Open 6. Assert that publicly funded code is publicly owned: cautiously consider ‘Crown Copyright for code’

At present decisions about sharing and licensing code are made, at small scale, in huge numbers, across the health and research landscape, often by people who do not understand the impact and implications of these choices for themselves and/or the wider community of data users. This has very substantially blocked code sharing, which should be the norm, and is the norm in many adjacent research specialities. An expert group should be convened to formally consider a new national standard: that public funded code is publicly owned, under a formal license that covers all code produced on public funds; with an expectation that all publicly funded code should be shared under the MIT open license; and exceptions to be decided by prior arrangement with a prespecified ruleset.

Open 7. Data Controllers should require RAP and open code sharing from data users

Data controllers and especially the NHS should require all those accessing patients’ data to share all analysis code, or openly argue for exceptions in single cases. Where the system is in a period of transition, this should be strongly considered in all data access requests, and where there is no plan to share code immediately there should be a credible plan to ensure that this is done later. As with other mandates around open code this should have a clear pre-specified exceptions framework.

Open 8. Amend the Code of Practice for the Research Powers of the Digital Economy Act

The Department of Health and Social Care and the UK Health Security Agency should work with the Department of Digital, Culture, Media and Sport to make a minor amendment to the Code of Practice for the Research Powers of the Digital Economy Act (the primary legal gateway for accessing non-health data) requiring data analysts to make their code available, with a robust exceptions framework as discussed elsewhere.

Open 9. Make it ‘okay to ask’ about access to publicly funded code

The team heard from several interviewees that at present it is commonly regarded as provocative to ask for access to the code used to implement an analysis, especially in some parts of the academic community, despite general positive statements on open working. Culture change will only be possible if it is deemed socially acceptable to question when deviations from the ‘new norm’ of open working are identified. This should be made clear in all relevant policies, and codes of conduct, across academic and NHS organisations.

Open 10. Health and Care Information Governance Panel guidance should facilitate open code

It is important that all NHS organisations are given clear direction that code sharing is not the same as data sharing and that it is entirely possible to share code routinely and safely without the organisation incurring significant costs or reputation risks. To make this clear, the Health and Care Information Governance Panel should create guidance on the importance (and permissibility) of code sharing, to go on the Information Governance Portal, emphasising that transparency is a crucial means to build public trust and clinical safety.

Open 11. The Information Commissioner’s Office should produce guidance to facilitate code sharing

The Information Commissioner’s Office (ICO) is currently working to produce new and updated guidance on anonymisation. Alongside this, the ICO should also produce guidance regarding code sharing. This should make clear that sharing code is not a disclosure risk, and that those writing code have a clear responsibility to ensure that their analytic code is not disclosive of any personal information.
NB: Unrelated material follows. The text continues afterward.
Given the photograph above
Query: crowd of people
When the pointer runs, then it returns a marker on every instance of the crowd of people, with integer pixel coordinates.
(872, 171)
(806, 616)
Ideally this guidance should also make clear that code sharing and the practices associated with Reproducible Analytical Pipelines are an important aspect of good citizenship around data usage. There is also a need for better guidance and training on ensuring that analytic code is not disclosive of any personal information.
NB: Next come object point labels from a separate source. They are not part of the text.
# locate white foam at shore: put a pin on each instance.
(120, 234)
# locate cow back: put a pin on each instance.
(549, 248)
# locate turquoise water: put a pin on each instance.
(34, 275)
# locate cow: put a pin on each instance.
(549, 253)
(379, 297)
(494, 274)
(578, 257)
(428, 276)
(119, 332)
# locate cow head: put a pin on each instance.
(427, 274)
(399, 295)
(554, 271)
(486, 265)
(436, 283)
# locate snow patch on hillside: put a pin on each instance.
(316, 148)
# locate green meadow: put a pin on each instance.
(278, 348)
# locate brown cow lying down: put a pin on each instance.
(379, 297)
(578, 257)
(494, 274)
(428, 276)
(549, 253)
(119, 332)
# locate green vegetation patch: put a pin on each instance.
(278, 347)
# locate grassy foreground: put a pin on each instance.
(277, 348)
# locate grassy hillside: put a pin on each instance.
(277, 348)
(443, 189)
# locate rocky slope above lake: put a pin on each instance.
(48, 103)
Open 12. The Medicines and Healthcare products Regulatory Agency should address code sharing and device regulation

Open 13. Negotiate co-ownership of claimed commercial innovations from NHS data

Open 14. Write an ‘open analytics policy for the NHS’
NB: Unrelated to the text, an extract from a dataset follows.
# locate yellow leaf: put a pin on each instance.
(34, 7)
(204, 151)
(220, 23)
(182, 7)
Bring together DHSC and the NHS Transformation Directorate to write a policy that makes it clear to all analyst teams across the NHS, and all general managers, that sharing code is not the same as sharing data and that open is the preferred and default method for all analysis conducted using public data and public funding

This policy should set out best practice for using open working methods, for openly sharing code and for writing documentation. It should also cover more complex areas such as licensing and the protection of IP where applicable. It should be kept under regular review to ensure it remains up-to-date and should signpost to further sources of help and advice where necessary. All external procurement of data science services, whether data management or analysis, should require that all code and codelists produced to deliver the work are shared openly by default. Exceptions to this should be rare and explicitly pre-arranged, with clear justification under pre-specified criteria set by the NHS Transformation Directorate and DHSC

Open 15. Make open a standard contractual requirement

Government departments should require all those conducting data analysis on their behalf, in-house and as contractors, to share all code, consistent with RAP and the computational methods above, with adequate technical documentation as per RAP criteria. To aid with this Intellectual Property assignment and publication requirements should be laid out in template and framework contracts so that all organisations commissioning or contributing analysis and code to the public sector are held to the same standards. These contractual requirements should be developed in collaboration with members of the research software engineering community to ensure that they are fit for purpose. It should also be borne in mind that all such requirements, policies, and guidance documents are likely to be ‘living’ and regularly iterated best on the evolving nature of best practice in this field

Open 16. Commission intermittent open code audits to drive improvement

In collaboration with academics and key organisations such as AphA and the NHS-R community, the NHS Transformation Directorate should commission regular code audits of all organisations that have received public funding for health data research or analysis, including funding for the development of intermediate knowledge objects (for example, datasets, or TREs). These audits should evaluate adherence to RAP and open computational methods; follow a set methodology; be published openly; and be used for the explicit purpose of improving performance on code sharing, rather than penalising poor performance.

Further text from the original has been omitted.